Critical Comparison: California Resources Corporation (CRC) vs. Castlight Health, Inc. (CSLT)

California Resources Corporation (NYSE:CRC) shares are up more than 94.34% this year and recently increased 5.56% or $1.99 to settle at $37.78. Castlight Health, Inc. (NYSE:CSLT), on the other hand, is down -18.67% year to date as of 09/11/2018. It currently trades at $3.05 and has returned 1.67% during the past week.

California Resources Corporation (NYSE:CRC) and Castlight Health, Inc. (NYSE:CSLT) are the two most active stocks in the Independent Oil & Gas industry based on today’s trading volumes. The market is clearly enthusiastic about both these stocks, but which is the better investment? To answer this, we will compare the two companies based on the strength of their growth, profitability, risk, returns, valuation, analyst recommendations, and insider trends.


One of the key things investors look for in a company is the ability to grow earnings at a high compound rate over time. Comparatively, CSLT is expected to grow at a 30.00% annual rate. All else equal, CSLT’s higher growth rate would imply a greater potential for capital appreciation.

Profitability and Returns

A high growth rate isn’t necessarily valuable to investors. In fact, companies that overinvest in low return projects just to achieve a high growth rate can actually destroy shareholder value. Profitability and returns are a measure of the quality of a company’s business and its growth opportunities. We’ll use Return on Investment (ROI) to measure this. CRC’s ROI is 1.50% while CSLT has a ROI of -51.10%. The interpretation is that CRC’s business generates a higher return on investment than CSLT’s.

Cash Flow

Cash is king when it comes to investing. CRC’s free cash flow (“FCF”) per share for the trailing twelve months was -3.20. Comparatively, CSLT’s free cash flow per share was -0.01. On a percent-of-sales basis, CRC’s free cash flow was -7.71% while CSLT converted -0% of its revenues into cash flow. This means that, for a given level of sales, CSLT is able to generate more free cash flow for investors.

Liquidity and Financial Risk

Liquidity and leverage ratios measure a company’s ability to meet short-term obligations and longer-term debts.
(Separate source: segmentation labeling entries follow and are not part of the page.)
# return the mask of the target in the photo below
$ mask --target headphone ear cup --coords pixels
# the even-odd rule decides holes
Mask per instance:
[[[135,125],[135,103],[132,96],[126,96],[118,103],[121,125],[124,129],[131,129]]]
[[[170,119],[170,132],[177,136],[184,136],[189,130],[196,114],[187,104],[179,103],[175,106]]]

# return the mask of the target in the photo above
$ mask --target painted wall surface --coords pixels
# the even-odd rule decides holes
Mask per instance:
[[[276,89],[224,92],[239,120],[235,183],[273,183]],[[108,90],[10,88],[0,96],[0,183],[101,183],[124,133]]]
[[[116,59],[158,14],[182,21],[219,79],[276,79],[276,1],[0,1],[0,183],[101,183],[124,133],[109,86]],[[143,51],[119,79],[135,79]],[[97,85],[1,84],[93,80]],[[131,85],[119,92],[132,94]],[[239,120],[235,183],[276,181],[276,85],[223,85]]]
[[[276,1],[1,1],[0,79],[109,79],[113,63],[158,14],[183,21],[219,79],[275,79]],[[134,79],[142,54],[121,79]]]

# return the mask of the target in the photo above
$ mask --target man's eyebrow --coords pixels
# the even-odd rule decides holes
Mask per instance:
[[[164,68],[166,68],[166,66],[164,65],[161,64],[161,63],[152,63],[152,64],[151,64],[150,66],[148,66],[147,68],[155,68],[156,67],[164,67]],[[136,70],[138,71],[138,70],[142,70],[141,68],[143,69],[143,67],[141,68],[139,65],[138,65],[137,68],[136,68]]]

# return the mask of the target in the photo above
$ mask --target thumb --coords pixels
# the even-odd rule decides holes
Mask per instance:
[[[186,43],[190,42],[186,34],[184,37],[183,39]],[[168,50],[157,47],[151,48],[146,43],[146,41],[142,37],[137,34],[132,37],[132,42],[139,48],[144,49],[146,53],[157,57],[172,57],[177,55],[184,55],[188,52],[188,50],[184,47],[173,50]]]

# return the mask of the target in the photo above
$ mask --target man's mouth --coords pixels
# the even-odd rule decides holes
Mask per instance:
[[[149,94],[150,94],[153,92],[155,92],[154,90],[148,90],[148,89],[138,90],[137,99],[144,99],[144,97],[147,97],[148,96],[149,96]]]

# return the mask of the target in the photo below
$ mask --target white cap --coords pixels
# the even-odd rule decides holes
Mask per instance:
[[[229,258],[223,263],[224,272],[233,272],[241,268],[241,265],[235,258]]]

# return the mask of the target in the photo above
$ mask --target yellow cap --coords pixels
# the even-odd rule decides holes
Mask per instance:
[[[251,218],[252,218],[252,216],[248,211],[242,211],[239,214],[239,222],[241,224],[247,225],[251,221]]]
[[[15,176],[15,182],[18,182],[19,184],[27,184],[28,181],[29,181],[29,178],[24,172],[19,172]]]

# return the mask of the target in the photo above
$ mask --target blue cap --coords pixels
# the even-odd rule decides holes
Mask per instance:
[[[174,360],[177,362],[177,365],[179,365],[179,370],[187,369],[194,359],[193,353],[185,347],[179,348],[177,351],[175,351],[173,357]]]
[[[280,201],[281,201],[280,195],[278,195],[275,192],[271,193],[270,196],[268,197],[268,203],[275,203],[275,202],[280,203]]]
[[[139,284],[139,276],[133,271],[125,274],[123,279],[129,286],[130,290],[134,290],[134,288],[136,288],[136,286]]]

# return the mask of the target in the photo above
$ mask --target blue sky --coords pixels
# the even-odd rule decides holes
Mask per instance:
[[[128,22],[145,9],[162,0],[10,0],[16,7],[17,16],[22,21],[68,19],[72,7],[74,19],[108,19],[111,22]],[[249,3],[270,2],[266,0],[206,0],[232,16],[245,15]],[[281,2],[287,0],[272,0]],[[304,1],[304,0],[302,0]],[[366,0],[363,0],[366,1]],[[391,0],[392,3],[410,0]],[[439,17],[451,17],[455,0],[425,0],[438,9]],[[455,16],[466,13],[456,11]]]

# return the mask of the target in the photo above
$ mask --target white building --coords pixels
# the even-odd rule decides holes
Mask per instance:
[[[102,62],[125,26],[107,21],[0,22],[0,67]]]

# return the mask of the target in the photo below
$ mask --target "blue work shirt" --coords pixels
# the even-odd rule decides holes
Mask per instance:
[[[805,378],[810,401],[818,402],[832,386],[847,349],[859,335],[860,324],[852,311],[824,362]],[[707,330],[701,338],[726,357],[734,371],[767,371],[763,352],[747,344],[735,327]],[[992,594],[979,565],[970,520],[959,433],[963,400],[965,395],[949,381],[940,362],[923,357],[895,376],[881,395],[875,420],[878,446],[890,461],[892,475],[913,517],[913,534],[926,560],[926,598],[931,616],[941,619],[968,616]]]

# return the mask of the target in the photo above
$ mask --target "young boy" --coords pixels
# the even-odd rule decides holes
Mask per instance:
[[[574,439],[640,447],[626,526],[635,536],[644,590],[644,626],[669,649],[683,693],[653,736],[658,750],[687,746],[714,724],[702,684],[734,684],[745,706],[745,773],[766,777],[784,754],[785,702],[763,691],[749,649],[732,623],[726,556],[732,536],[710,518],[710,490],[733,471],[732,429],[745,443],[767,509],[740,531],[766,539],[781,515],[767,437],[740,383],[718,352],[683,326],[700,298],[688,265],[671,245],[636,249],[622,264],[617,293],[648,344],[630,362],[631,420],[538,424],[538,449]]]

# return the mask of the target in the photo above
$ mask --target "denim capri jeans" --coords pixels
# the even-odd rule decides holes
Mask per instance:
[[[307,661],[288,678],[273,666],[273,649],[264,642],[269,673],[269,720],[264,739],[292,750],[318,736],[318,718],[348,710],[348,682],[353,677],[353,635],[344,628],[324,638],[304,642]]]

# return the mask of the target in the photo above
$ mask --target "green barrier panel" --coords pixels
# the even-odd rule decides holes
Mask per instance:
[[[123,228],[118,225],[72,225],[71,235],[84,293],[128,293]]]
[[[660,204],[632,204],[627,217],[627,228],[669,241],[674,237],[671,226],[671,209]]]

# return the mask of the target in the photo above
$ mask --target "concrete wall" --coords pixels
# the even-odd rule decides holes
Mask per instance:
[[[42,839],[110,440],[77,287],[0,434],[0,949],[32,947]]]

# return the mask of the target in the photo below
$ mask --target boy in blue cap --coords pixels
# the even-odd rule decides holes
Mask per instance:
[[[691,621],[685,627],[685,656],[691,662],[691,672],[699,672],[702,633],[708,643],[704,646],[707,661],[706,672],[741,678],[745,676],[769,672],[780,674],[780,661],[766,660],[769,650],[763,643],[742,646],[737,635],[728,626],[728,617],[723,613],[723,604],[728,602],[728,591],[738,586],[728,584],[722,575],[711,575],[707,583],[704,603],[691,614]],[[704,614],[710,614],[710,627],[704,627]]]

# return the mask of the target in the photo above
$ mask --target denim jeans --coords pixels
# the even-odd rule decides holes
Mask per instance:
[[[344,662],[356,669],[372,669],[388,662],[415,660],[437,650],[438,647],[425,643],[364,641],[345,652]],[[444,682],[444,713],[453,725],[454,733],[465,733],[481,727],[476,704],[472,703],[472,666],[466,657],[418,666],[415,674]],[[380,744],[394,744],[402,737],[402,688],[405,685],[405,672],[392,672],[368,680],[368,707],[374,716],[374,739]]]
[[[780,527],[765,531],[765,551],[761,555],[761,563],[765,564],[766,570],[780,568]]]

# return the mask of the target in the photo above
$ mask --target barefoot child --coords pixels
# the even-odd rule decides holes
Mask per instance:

CRC has a current ratio of 0.60 compared to 1.90 for CSLT. This means that CSLT can more easily cover its most immediate liabilities over the next twelve months.


CRC trades at a forward P/E of 65.48, and a P/S of 0.89, compared to a forward P/E of 508.33, a P/B of 2.13, and a P/S of 2.88 for CSLT. CRC is the cheaper of the two stocks on an earnings, book value and sales basis. Given that earnings are what matter most to investors, analysts tend to place a greater weight on the P/E.

Analyst Price Targets and Opinions

When investing it’s crucial to distinguish between price and value. As Warren Buffet said, “price is what you pay, value is what you get”. CRC is currently priced at a -16.66% to its one-year price target of 45.33. Comparatively, CSLT is -39.48% relative to its price target of 5.04. This suggests that CSLT is the better investment over the next year.

Risk and Volatility

No discussion on value is complete without taking into account risk. Analysts use a stock’s beta, which measures the volatility of a stock compared to the overall market, to measure systematic risk. A stock with a beta above 1 is more volatile than the market. Conversely, a beta below 1 implies a below average level of risk. CRC has a beta of 5.72 and CSLT’s beta is 1.10. CSLT’s shares are therefore the less volatile of the two stocks.

Insider Activity and Investor Sentiment

Analysts often look at short interest, or the percentage of a company’s float currently being shorted by investors, to aid in their outlook for a particular stock. CRC has a short ratio of 3.94 compared to a short interest of 3.41 for CSLT. This implies that the market is currently less bearish on the outlook for CSLT.


Castlight Health, Inc. (NYSE:CSLT) beats California Resources Corporation (NYSE:CRC) on a total of 8 of the 14 factors compared between the two stocks. CSLT generates a higher return on investment, has higher cash flow per share, has a higher cash conversion rate and higher liquidity. In terms of valuation, CRC is the cheaper of the two stocks on an earnings, book value and sales basis, CSLT is more undervalued relative to its price target. Finally, CSLT has better sentiment signals based on short interest.